‘It’s starting again,’ she says.
‘What do you mean?’ Mary asks, with her slightly imperious air.
‘She’s starting again,’ the midwife repeats. ‘There’s another one coming.’ She pats Agnes’s leg. ‘You’re having twins, my girl.’
Agnes takes this news in silence. She lies back in the bed, clutching her son, exhausted, grey-faced, her limbs slack, her head bowed. The only sign of the pains is a whitening of her face, a pursing of her lips. She allows them to take the baby and to tuck it into the cradle by the fire.
Mary and the midwife stand on either side of the bed. Agnes stares up at them, her eyes wide and glassy, her face ghastly white. She raises a finger and points, first at Mary, then at the midwife.
‘Two of you,’ she rasps out.
‘What did she say?’ the midwife says to Mary.
Mary shakes her head. ‘I’m not sure.’ Then she addresses the girl: ‘Agnes, come to the stool. It is ready. It is here. We shall help you. The time has come.’
Agnes is gripped by a pain, her body twisting first one way, then the next. Her fingers snatch at the sheet, pulling it from the mattress, and she presses it to her mouth. The cry that escapes her is ragged and muffled.
‘Two of you,’ she mutters again. ‘Always thought it would be my children, standing at the bed, but it turns out that it was you.’
‘What was that?’ the midwife says, disappearing once again under the hem of Agnes’s shift.
‘I’ve no idea,’ Mary says, more brightly than she feels.
‘She’s raving,’ the midwife says, with a shrug. ‘Doesn’t know where she is. It takes some like that. Well,’ she says, hauling herself upright again, ‘this baby is coming, so we need to get her up off that bed.’
Between them, gripping her under each arm, they get Agnes up. She permits them to lead her out of bed to the stool and she slumps down on it without a murmur. Mary stands behind Agnes, propping up her limp form.
After a while, Agnes begins to speak, if the sounds and disjointed words could be called that. ‘I should never . . .’ she mutters, and her voice is no more than a whisper, gulping for air ‘。 . . I should never . . . I got it wrong . . . He’s not here . . . I cannot—’

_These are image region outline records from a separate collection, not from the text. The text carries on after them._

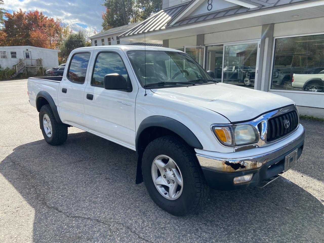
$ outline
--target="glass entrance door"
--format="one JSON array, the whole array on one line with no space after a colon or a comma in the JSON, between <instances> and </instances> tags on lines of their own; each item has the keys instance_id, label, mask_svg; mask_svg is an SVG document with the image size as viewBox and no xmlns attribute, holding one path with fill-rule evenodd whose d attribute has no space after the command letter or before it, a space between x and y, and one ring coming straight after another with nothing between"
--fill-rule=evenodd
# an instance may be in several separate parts
<instances>
[{"instance_id":1,"label":"glass entrance door","mask_svg":"<svg viewBox=\"0 0 324 243\"><path fill-rule=\"evenodd\" d=\"M254 88L257 74L258 42L208 47L209 70L215 79Z\"/></svg>"},{"instance_id":2,"label":"glass entrance door","mask_svg":"<svg viewBox=\"0 0 324 243\"><path fill-rule=\"evenodd\" d=\"M204 46L185 46L184 51L204 68L205 48Z\"/></svg>"},{"instance_id":3,"label":"glass entrance door","mask_svg":"<svg viewBox=\"0 0 324 243\"><path fill-rule=\"evenodd\" d=\"M254 87L258 46L258 43L251 43L224 46L224 83Z\"/></svg>"}]
</instances>

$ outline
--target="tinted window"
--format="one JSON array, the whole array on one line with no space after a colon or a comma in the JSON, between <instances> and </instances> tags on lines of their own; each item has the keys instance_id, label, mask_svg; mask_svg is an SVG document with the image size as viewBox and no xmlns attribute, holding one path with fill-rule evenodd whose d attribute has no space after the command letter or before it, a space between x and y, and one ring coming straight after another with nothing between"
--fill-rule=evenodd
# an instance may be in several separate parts
<instances>
[{"instance_id":1,"label":"tinted window","mask_svg":"<svg viewBox=\"0 0 324 243\"><path fill-rule=\"evenodd\" d=\"M119 55L114 52L99 53L96 60L91 85L103 87L105 75L115 73L123 76L126 80L128 78L126 68Z\"/></svg>"},{"instance_id":2,"label":"tinted window","mask_svg":"<svg viewBox=\"0 0 324 243\"><path fill-rule=\"evenodd\" d=\"M70 81L83 84L86 80L90 53L77 53L72 58L68 76Z\"/></svg>"}]
</instances>

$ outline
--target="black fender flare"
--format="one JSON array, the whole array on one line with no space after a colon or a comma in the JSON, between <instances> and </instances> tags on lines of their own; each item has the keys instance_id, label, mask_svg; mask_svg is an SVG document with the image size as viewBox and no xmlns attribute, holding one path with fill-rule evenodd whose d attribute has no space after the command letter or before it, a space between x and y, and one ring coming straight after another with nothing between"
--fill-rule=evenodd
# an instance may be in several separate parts
<instances>
[{"instance_id":1,"label":"black fender flare","mask_svg":"<svg viewBox=\"0 0 324 243\"><path fill-rule=\"evenodd\" d=\"M141 134L150 127L160 127L170 130L182 138L191 147L203 149L202 145L197 137L189 128L183 124L173 118L162 116L149 116L141 123L136 132L135 146L136 151L139 149Z\"/></svg>"},{"instance_id":2,"label":"black fender flare","mask_svg":"<svg viewBox=\"0 0 324 243\"><path fill-rule=\"evenodd\" d=\"M143 181L142 174L142 160L144 148L141 147L140 137L143 131L150 127L160 127L168 129L181 137L191 147L203 149L202 145L197 137L185 125L173 118L162 116L153 116L147 117L141 123L136 133L135 146L138 155L136 171L136 183Z\"/></svg>"},{"instance_id":3,"label":"black fender flare","mask_svg":"<svg viewBox=\"0 0 324 243\"><path fill-rule=\"evenodd\" d=\"M57 111L57 107L56 107L56 105L55 104L55 103L53 100L53 98L51 96L51 95L43 90L41 90L39 92L36 96L36 108L38 112L40 111L40 108L41 107L41 106L39 104L40 97L42 97L47 101L51 106L52 110L53 111L53 113L54 114L54 116L55 117L55 119L56 120L58 123L63 123L63 122L61 121L61 118L60 118L60 116L59 115L59 113Z\"/></svg>"},{"instance_id":4,"label":"black fender flare","mask_svg":"<svg viewBox=\"0 0 324 243\"><path fill-rule=\"evenodd\" d=\"M310 83L313 81L314 81L315 82L318 82L318 83L322 84L322 85L324 85L324 81L323 81L320 78L310 78L309 79L307 80L304 84L304 86L303 86L303 88L305 88L306 87L306 86L307 85L308 83Z\"/></svg>"}]
</instances>

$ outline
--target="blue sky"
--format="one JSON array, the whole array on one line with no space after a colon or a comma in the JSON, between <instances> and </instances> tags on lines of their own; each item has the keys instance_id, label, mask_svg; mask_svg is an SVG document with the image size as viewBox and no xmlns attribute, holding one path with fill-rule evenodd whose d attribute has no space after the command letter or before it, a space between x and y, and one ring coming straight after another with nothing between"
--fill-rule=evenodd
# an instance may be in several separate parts
<instances>
[{"instance_id":1,"label":"blue sky","mask_svg":"<svg viewBox=\"0 0 324 243\"><path fill-rule=\"evenodd\" d=\"M101 29L103 0L4 0L4 7L10 13L21 8L26 11L38 9L44 15L70 23L77 30L85 29L92 35Z\"/></svg>"}]
</instances>

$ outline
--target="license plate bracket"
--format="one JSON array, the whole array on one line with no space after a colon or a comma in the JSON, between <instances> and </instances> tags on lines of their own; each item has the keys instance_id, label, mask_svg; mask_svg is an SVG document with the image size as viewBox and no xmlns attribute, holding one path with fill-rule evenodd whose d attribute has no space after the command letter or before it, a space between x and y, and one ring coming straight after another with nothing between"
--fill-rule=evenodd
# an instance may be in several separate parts
<instances>
[{"instance_id":1,"label":"license plate bracket","mask_svg":"<svg viewBox=\"0 0 324 243\"><path fill-rule=\"evenodd\" d=\"M295 165L298 156L298 149L296 149L285 156L284 172L285 172Z\"/></svg>"}]
</instances>

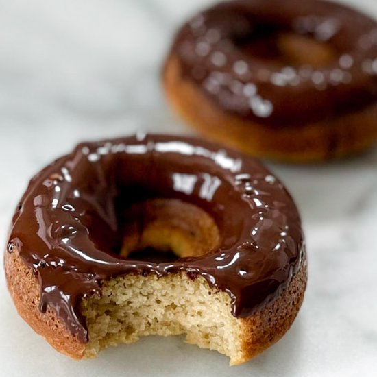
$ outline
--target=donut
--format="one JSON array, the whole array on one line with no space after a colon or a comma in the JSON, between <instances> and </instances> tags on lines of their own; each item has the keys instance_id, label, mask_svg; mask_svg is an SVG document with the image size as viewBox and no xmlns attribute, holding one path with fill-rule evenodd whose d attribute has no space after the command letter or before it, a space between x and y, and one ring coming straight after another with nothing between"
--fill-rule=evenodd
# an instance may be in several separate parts
<instances>
[{"instance_id":1,"label":"donut","mask_svg":"<svg viewBox=\"0 0 377 377\"><path fill-rule=\"evenodd\" d=\"M184 334L239 364L289 328L306 284L300 216L271 173L205 141L141 134L79 144L38 173L5 269L20 315L76 359Z\"/></svg>"},{"instance_id":2,"label":"donut","mask_svg":"<svg viewBox=\"0 0 377 377\"><path fill-rule=\"evenodd\" d=\"M169 102L204 136L263 158L324 161L377 140L377 23L319 0L236 0L178 32Z\"/></svg>"}]
</instances>

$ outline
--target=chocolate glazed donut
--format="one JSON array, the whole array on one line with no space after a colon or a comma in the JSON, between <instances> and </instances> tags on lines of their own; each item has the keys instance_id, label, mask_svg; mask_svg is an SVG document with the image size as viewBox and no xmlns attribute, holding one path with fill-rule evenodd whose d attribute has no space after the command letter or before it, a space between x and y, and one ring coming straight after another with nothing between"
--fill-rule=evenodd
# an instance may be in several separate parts
<instances>
[{"instance_id":1,"label":"chocolate glazed donut","mask_svg":"<svg viewBox=\"0 0 377 377\"><path fill-rule=\"evenodd\" d=\"M326 160L377 138L377 24L341 5L218 4L179 31L163 79L189 124L258 156Z\"/></svg>"},{"instance_id":2,"label":"chocolate glazed donut","mask_svg":"<svg viewBox=\"0 0 377 377\"><path fill-rule=\"evenodd\" d=\"M191 211L205 212L208 229L216 228L213 236L212 230L206 231L197 249L210 237L214 242L202 252L183 252L169 263L120 255L127 239L125 224L136 221L145 228L149 221L130 208L149 203L152 215L147 216L156 217L169 200L173 201L169 208L184 208L186 217ZM145 211L147 206L143 208ZM178 210L169 217L180 216ZM197 213L199 223L204 217ZM188 226L184 219L180 221L174 223L173 233ZM192 226L186 233L197 239L207 226L203 224L196 230ZM131 289L127 279L162 284L179 278L186 289L200 284L209 313L214 310L211 305L223 298L221 311L240 332L236 340L230 339L236 352L191 341L228 354L232 363L247 360L285 332L298 311L306 281L300 217L282 184L252 158L202 141L163 135L82 143L38 173L14 214L5 271L21 316L56 349L76 358L95 356L99 350L88 351L96 336L94 330L88 330L95 327L90 324L94 309L89 311L88 302L110 300L119 282L122 289ZM163 295L155 291L153 297L159 299L153 300L160 302ZM119 300L114 305L117 311ZM124 310L132 309L130 299L126 301ZM112 308L106 305L102 317L95 315L96 323L110 316ZM180 310L172 304L164 310L168 306ZM180 328L169 333L181 332L190 330Z\"/></svg>"}]
</instances>

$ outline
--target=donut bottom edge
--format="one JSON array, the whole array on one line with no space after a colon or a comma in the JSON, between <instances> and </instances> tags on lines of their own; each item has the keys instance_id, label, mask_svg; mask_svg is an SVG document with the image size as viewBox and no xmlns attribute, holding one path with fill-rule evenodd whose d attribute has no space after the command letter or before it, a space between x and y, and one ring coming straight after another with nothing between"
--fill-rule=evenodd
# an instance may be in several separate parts
<instances>
[{"instance_id":1,"label":"donut bottom edge","mask_svg":"<svg viewBox=\"0 0 377 377\"><path fill-rule=\"evenodd\" d=\"M8 289L21 317L56 350L75 359L96 357L110 345L133 343L141 336L186 334L188 343L226 354L230 365L241 364L289 329L307 280L304 258L277 298L249 317L236 318L230 313L229 295L210 287L202 277L192 280L184 273L160 278L119 276L104 282L101 297L82 299L89 337L82 343L53 309L40 311L38 280L17 250L5 253L5 267Z\"/></svg>"},{"instance_id":2,"label":"donut bottom edge","mask_svg":"<svg viewBox=\"0 0 377 377\"><path fill-rule=\"evenodd\" d=\"M168 101L204 137L258 158L310 163L343 158L377 142L377 103L352 113L297 127L268 127L220 108L182 74L171 53L162 72Z\"/></svg>"}]
</instances>

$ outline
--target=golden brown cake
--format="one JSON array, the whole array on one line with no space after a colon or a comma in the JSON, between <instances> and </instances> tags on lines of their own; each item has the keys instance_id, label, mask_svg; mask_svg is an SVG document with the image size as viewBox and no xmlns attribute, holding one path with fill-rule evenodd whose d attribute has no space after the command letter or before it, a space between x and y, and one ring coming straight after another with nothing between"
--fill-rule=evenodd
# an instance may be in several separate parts
<instances>
[{"instance_id":1,"label":"golden brown cake","mask_svg":"<svg viewBox=\"0 0 377 377\"><path fill-rule=\"evenodd\" d=\"M5 268L21 317L77 359L184 334L243 363L289 328L306 284L282 184L242 154L163 135L82 143L38 173Z\"/></svg>"}]
</instances>

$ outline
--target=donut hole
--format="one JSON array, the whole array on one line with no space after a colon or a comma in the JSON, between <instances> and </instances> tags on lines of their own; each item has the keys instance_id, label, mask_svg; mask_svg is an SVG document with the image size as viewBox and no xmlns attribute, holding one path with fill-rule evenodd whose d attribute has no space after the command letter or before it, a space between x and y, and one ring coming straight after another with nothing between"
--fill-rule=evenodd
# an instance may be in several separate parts
<instances>
[{"instance_id":1,"label":"donut hole","mask_svg":"<svg viewBox=\"0 0 377 377\"><path fill-rule=\"evenodd\" d=\"M281 65L320 67L330 64L338 55L329 43L314 35L281 30L268 25L258 26L252 33L236 38L235 43L254 59Z\"/></svg>"},{"instance_id":2,"label":"donut hole","mask_svg":"<svg viewBox=\"0 0 377 377\"><path fill-rule=\"evenodd\" d=\"M123 245L127 259L165 263L200 256L219 244L219 229L206 211L177 199L132 205L123 213Z\"/></svg>"}]
</instances>

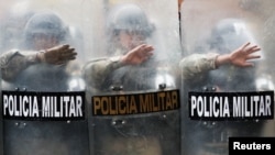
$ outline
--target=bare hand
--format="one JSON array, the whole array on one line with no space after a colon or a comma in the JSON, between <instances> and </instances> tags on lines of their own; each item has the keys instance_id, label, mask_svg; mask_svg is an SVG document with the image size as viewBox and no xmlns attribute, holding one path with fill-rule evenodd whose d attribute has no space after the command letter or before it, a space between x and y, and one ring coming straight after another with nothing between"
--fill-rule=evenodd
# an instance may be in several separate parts
<instances>
[{"instance_id":1,"label":"bare hand","mask_svg":"<svg viewBox=\"0 0 275 155\"><path fill-rule=\"evenodd\" d=\"M76 59L77 53L69 45L58 45L37 55L38 59L53 65L62 65Z\"/></svg>"},{"instance_id":2,"label":"bare hand","mask_svg":"<svg viewBox=\"0 0 275 155\"><path fill-rule=\"evenodd\" d=\"M154 47L142 44L121 57L121 62L128 65L139 65L147 60L153 55Z\"/></svg>"},{"instance_id":3,"label":"bare hand","mask_svg":"<svg viewBox=\"0 0 275 155\"><path fill-rule=\"evenodd\" d=\"M250 44L245 43L230 54L231 64L240 67L253 66L253 63L248 60L260 58L261 56L254 55L254 53L261 51L261 48L257 45L251 46Z\"/></svg>"}]
</instances>

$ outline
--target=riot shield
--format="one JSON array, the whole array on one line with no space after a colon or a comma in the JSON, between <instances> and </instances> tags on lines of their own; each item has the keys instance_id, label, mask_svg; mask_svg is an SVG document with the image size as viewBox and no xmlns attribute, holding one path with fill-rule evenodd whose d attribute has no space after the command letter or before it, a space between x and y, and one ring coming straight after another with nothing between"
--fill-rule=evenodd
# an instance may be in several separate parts
<instances>
[{"instance_id":1,"label":"riot shield","mask_svg":"<svg viewBox=\"0 0 275 155\"><path fill-rule=\"evenodd\" d=\"M266 130L274 126L274 79L271 71L274 60L270 58L273 57L273 44L270 42L274 32L271 29L274 11L271 5L274 5L271 0L184 1L180 23L182 44L185 48L185 60L182 62L182 99L185 113L182 148L185 155L227 155L231 148L231 137L274 135L274 131ZM248 42L251 46L261 47L261 51L253 53L261 58L249 59L253 67L240 67L232 62L216 66L217 62L212 62L218 55L238 51ZM237 110L244 110L237 108L237 104L246 102L243 100L237 103L234 99L240 96L250 98L255 93L268 93L268 101L262 103L271 103L270 113L257 115L260 109L253 109L256 107L256 102L253 102L250 110L254 110L254 113L250 111L248 115L233 114ZM198 101L197 95L206 100ZM220 97L219 106L224 108L217 115L209 114L217 110L217 107L211 107L213 97ZM202 102L205 109L200 104ZM200 111L200 108L204 110Z\"/></svg>"},{"instance_id":2,"label":"riot shield","mask_svg":"<svg viewBox=\"0 0 275 155\"><path fill-rule=\"evenodd\" d=\"M1 10L1 152L88 155L80 69L85 52L92 46L84 42L92 36L86 33L91 3L1 3L6 5Z\"/></svg>"},{"instance_id":3,"label":"riot shield","mask_svg":"<svg viewBox=\"0 0 275 155\"><path fill-rule=\"evenodd\" d=\"M179 155L177 1L100 7L105 16L94 27L103 29L82 69L90 154Z\"/></svg>"}]
</instances>

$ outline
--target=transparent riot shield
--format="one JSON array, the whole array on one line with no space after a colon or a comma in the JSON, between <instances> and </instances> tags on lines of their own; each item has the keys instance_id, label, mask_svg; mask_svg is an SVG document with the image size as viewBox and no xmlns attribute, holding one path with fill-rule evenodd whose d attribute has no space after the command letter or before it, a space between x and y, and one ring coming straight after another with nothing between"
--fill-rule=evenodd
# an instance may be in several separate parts
<instances>
[{"instance_id":1,"label":"transparent riot shield","mask_svg":"<svg viewBox=\"0 0 275 155\"><path fill-rule=\"evenodd\" d=\"M97 9L97 49L82 69L90 153L179 155L177 1L109 0Z\"/></svg>"},{"instance_id":2,"label":"transparent riot shield","mask_svg":"<svg viewBox=\"0 0 275 155\"><path fill-rule=\"evenodd\" d=\"M184 1L180 9L182 44L185 49L183 51L184 59L180 62L184 107L183 154L227 155L230 150L230 137L274 136L274 106L268 109L271 113L257 115L261 108L256 109L256 102L253 102L250 104L250 110L254 107L254 113L234 115L231 112L237 111L237 101L230 100L234 99L234 96L250 98L250 95L254 92L268 91L271 104L274 102L274 75L272 74L274 11L271 5L274 5L272 0ZM232 60L217 66L216 54L230 54L248 42L251 44L246 46L258 45L261 47L261 51L253 53L253 55L260 55L261 58L248 60L253 63L253 67L240 67ZM198 99L196 97L194 100L190 98L195 95L194 92L207 95L205 98L207 101L200 101L212 111L217 110L210 107L212 97L220 97L220 99L229 97L229 100L219 100L219 106L223 108L229 103L228 108L222 109L229 113L226 114L227 117L222 115L224 111L216 117L209 113L206 117L209 109L200 107L202 111L194 110L195 106L199 106L200 102L194 101ZM262 103L266 106L270 101L265 100ZM238 110L244 110L244 108ZM195 118L193 112L197 113Z\"/></svg>"},{"instance_id":3,"label":"transparent riot shield","mask_svg":"<svg viewBox=\"0 0 275 155\"><path fill-rule=\"evenodd\" d=\"M2 3L1 152L88 155L80 70L92 46L90 1Z\"/></svg>"}]
</instances>

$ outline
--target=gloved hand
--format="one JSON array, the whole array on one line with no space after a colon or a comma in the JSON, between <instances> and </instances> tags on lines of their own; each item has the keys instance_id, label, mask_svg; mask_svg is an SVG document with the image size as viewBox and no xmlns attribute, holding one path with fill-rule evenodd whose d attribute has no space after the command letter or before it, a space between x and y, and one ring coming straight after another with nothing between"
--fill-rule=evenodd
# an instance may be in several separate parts
<instances>
[{"instance_id":1,"label":"gloved hand","mask_svg":"<svg viewBox=\"0 0 275 155\"><path fill-rule=\"evenodd\" d=\"M76 59L77 53L75 48L69 45L58 45L52 48L45 49L45 52L37 53L37 58L42 63L48 63L53 65L62 65L69 60Z\"/></svg>"}]
</instances>

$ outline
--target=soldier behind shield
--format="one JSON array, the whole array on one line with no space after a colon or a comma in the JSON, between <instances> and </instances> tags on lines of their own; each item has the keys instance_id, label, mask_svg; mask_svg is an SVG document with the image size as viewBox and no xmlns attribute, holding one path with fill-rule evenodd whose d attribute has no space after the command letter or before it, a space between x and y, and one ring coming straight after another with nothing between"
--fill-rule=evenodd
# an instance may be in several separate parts
<instances>
[{"instance_id":1,"label":"soldier behind shield","mask_svg":"<svg viewBox=\"0 0 275 155\"><path fill-rule=\"evenodd\" d=\"M88 98L100 93L134 92L158 89L157 71L165 73L165 60L158 60L154 45L147 43L155 31L145 12L135 4L121 4L107 19L107 53L110 57L84 66ZM162 66L163 65L163 66ZM161 66L161 67L160 67ZM163 67L163 68L162 68ZM168 75L166 76L168 77ZM164 81L167 87L174 82ZM156 87L157 86L157 87ZM167 114L168 115L168 114ZM163 117L163 115L162 115ZM168 155L179 152L179 123L161 114L125 115L121 120L95 118L92 121L97 155L139 154ZM176 123L175 123L175 122ZM175 124L174 124L175 123Z\"/></svg>"},{"instance_id":2,"label":"soldier behind shield","mask_svg":"<svg viewBox=\"0 0 275 155\"><path fill-rule=\"evenodd\" d=\"M61 16L52 11L37 12L24 31L22 52L8 52L1 57L3 78L20 91L68 91L66 65L76 58L76 52L66 45L67 30ZM3 128L7 155L88 155L85 121L7 120Z\"/></svg>"},{"instance_id":3,"label":"soldier behind shield","mask_svg":"<svg viewBox=\"0 0 275 155\"><path fill-rule=\"evenodd\" d=\"M251 36L241 20L219 22L208 41L216 53L191 54L180 60L184 101L187 102L188 91L256 91L255 60L261 58L256 53L261 48ZM183 150L186 155L227 154L229 136L260 135L257 121L191 121L187 109L185 106Z\"/></svg>"}]
</instances>

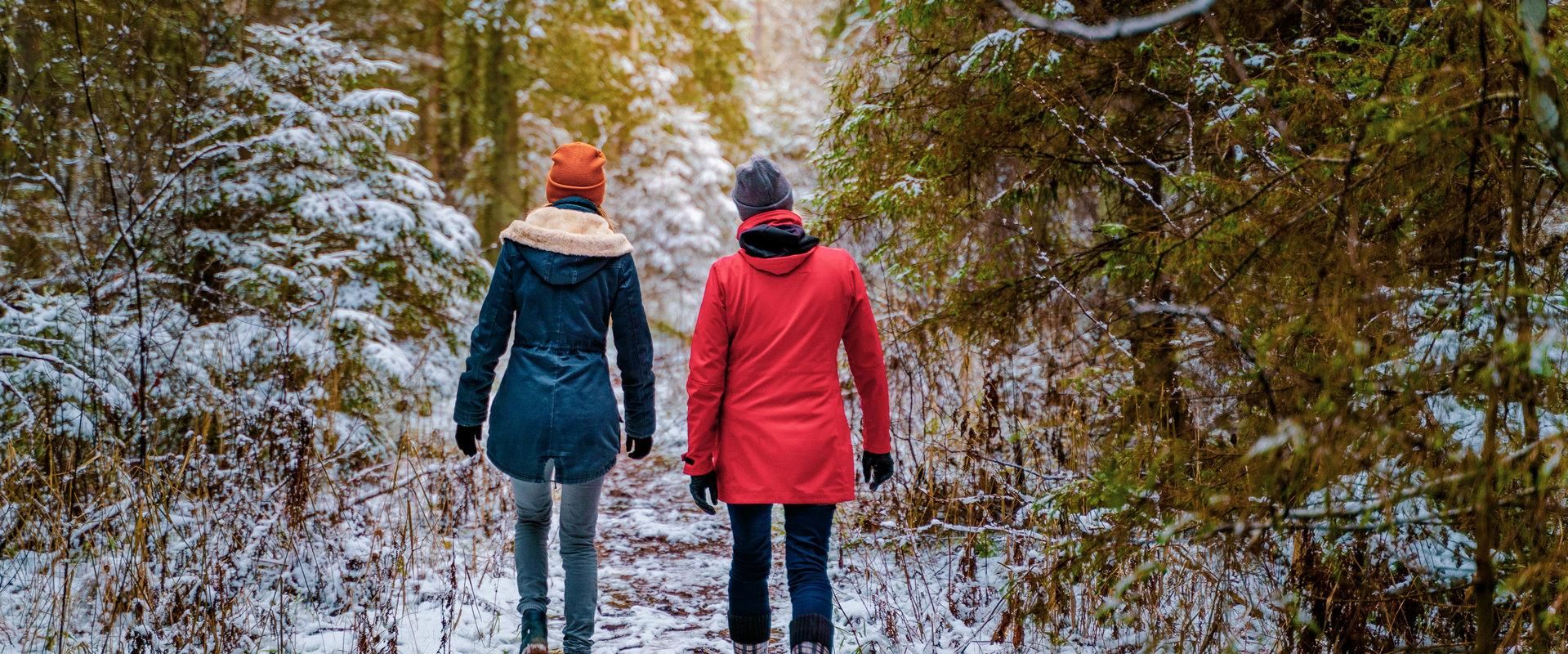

‘You can,’ the midwife says, from her position on the floor. ‘And you will.’
‘I cannot . . .’ Agnes grips Mary’s arm, her face wet, her eyes wide, glittering, unseeing, willing her to understand ‘。 . . you see, my mother died . . . and . . . and I sent him away . . . I cannot—’
‘You—’ the midwife begins, but Mary interrupts her.
‘Hold your tongue,’ she snaps. ‘Attend to your work.’ She cups her hand around Agnes’s bloodless face. ‘What is it?’ she whispers.
Agnes looks at her and her flecked eyes are pleading, scared. Mary has never seen this look on her face before.
‘The thing is . . .’ she whispers ‘。 . . it was me . . . I sent him away . . . and then my mother died.’
‘I know she did,’ Mary says, moved. ‘You won’t, though. I am sure of it. You are strong.’
‘She . . . she was strong.’
Mary grips her hand. ‘You will be fine, you’ll see.’
‘But the problem . . .’ Agnes says ‘。 . . is that . . . I should never . . . I should never have . . .’
‘What? What should you never have done?’
‘I should never have sent him . . . to . . . to London . . . It was wrong . . . I should—’
‘It wasn’t you,’ Mary says soothingly. ‘It was John.’
Agnes’s head, lolling on its neck, snaps round to face her. ‘It was me,’ she mutters, teeth clenched.
‘It was John,’ Mary insists.
Agnes shakes her head. ‘I shan’t make it through,’ she gasps. She grips Mary by the hand, her fingers pressing painful spots into the flesh. ‘Will you take care of them? You and Eliza. Will you?’
‘Take care of who?’
‘The children. Will you?’
‘Of course, but—’
‘Don’t let my stepmother take them.’
‘Certainly not. I would never—’
‘Not Joan. Anyone but Joan. Promise me.’ Her expression is maddened, drained, her fingers clamped into Mary’s hand. ‘Promise me you’ll look after them.’
‘I promise,’ Mary says, frowning, staring into the face of her daughter-in-law. What has she seen? What does she know? Mary is chilled, discomforted, her skin crawling with horror. She refuses, for the main part, to believe what people say about Agnes, that she can see people’s futures, she can read their palms, or whatever it is she does. But now, for the first time, she has a sense of what people mean. Agnes is of another world. She does not quite belong here. The thought, however, of Agnes dying, in front of her, fills her with despair. She cannot let that happen. What would she say to her son?